Plus, Carmona is signed relatively cheap through 2014.
Sure, the Yankees always have to go out and sign the big, high-priced free agents, but what if this time they actually developed their own?
Phil Hughes was really good for the Yankees before he wore down as the 2010 season went on. He's only 24 years old. He will get stronger with more experience and he has the stuff to be a top-of-the-rotation starter.
I know that Yankees' fans have no patience, but give Hughes the time to develop into a great starter and he could make you forget about Sabathia if he leaves.
The Giants are going to be apprehensive to break up their pitching staff. The problem is that circumstances might dictate that one of their starters gets moved.
Their offense is going be awful, even with National League Rookie of the Year Buster Posey becoming a superstar. Pablo Sandoval has to prove that he is capable of getting in playing shape and staying in playing shape. Other than that, there's nothing on this offense.

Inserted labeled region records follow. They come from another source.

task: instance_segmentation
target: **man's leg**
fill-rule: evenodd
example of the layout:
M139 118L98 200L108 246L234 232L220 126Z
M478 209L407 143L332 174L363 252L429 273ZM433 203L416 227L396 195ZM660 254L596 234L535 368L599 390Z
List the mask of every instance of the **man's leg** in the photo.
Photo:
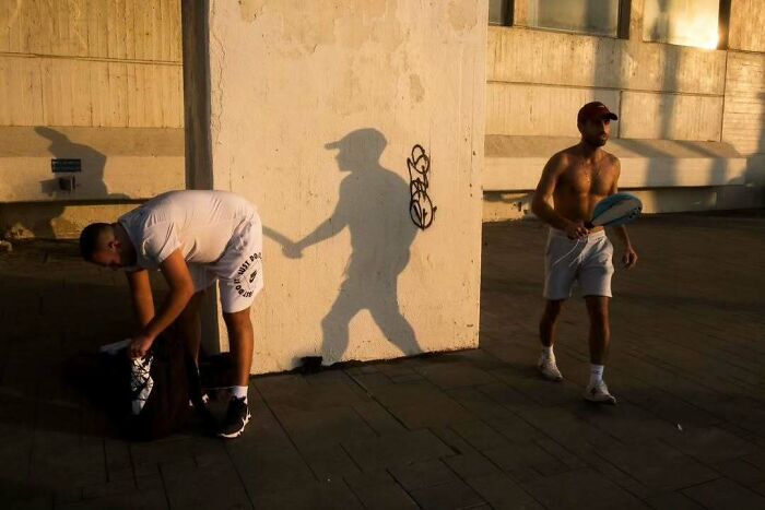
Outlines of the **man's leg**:
M544 307L542 320L539 322L539 339L543 347L552 347L555 343L555 327L562 308L563 299L548 300Z
M585 296L587 312L590 316L590 363L605 365L611 343L609 325L609 300L603 296Z
M555 354L553 353L553 344L555 343L555 327L557 318L563 308L563 299L549 299L542 320L539 322L539 340L542 342L542 355L539 358L538 368L545 379L551 381L562 381L563 375L555 365Z
M189 352L193 356L193 361L199 367L199 348L202 344L202 322L199 315L199 305L202 300L202 292L196 293L189 299L184 311L178 316L180 333L187 342Z
M249 317L249 307L234 313L223 313L223 321L228 331L231 354L236 367L234 384L247 387L249 372L252 366L252 321Z
M611 344L610 299L604 296L585 296L587 312L590 317L590 381L585 390L585 399L592 402L615 404L616 399L609 393L608 387L603 382L603 370Z
M222 438L233 439L245 431L250 419L249 405L247 403L247 386L249 384L249 371L252 365L252 321L249 317L249 307L236 312L223 312L223 321L228 331L231 354L234 357L235 380L232 387L232 399L228 402L226 417L219 428L217 435Z

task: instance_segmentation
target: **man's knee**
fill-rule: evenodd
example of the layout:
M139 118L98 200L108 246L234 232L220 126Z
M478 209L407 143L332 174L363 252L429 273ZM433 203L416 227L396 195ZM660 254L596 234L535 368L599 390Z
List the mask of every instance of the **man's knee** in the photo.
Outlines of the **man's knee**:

Pitching wise, they are loaded with Sanchez, Tim Lincecum, Matt Cain and Madison Bumgarner. However, those guys will be due for pay raises very soon and they still have that Barry Zito contract on their hands, so someone might have to go to upgrade the offense and keep the team within their spending means.
The most likely candidate from the group to get dealt is Sanchez. They won't deal Lincecum and Cain, and Bumgarner won't hit arbitration for another two years, so Sanchez could find himself being the odd man out.